One key experience of the lived body is the function
of breathing. ‘Breath 1’, a colour video
installation, presents the midrift of the torso in
its continuous rising and falling breaths. Flattened
on a digital screen, this is a shifting form, an expanse
of pink flesh fringed above with a narrow finger of
white space. The undulating line separating fields
of colour, two smoothed ridges at the base of the
rib cage, is our only register of movement. And it
is a steady movement, yet the isolation of the body
section within the frame gives little indication of
whether it takes place in real time or at a slowed
pace.
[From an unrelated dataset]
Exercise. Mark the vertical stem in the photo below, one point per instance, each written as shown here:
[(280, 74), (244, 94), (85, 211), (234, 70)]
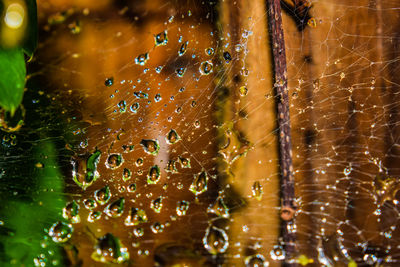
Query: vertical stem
[(285, 146)]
Whether shallow breaths made deep, or deep breaths
deepened, the breath, once imaged, allows a contemplation
of gentle repetition in its most silent form....
Surveying the breadth of her works dealing with the
body, there is a great deal that may be said about
how the body might bear out particular shades of meaning
for the artist. The body as it is known and used in
her works clearly betrays what (in my view) is a rightful
conviction in its very centrality as the locus of
experience....
...Her descriptions of the body in its world –
demonstrated, for instance, through the sketching
of bodily movement in space – play out the famous
declaration of Edmund Husserl to ‘return to
things themselves’.
In a significant sense, the open-endedness of her
visual sequences, such as ‘Breath 1’,
allows Sonia to have opted for an alternative to the
“derivative sign-language” that too easily
structures ‘figurative’ works. It is as
if by isolating the moving rib cage,...we escape the
need to use visual devices that suggest body, and
instead go directly to the body itself.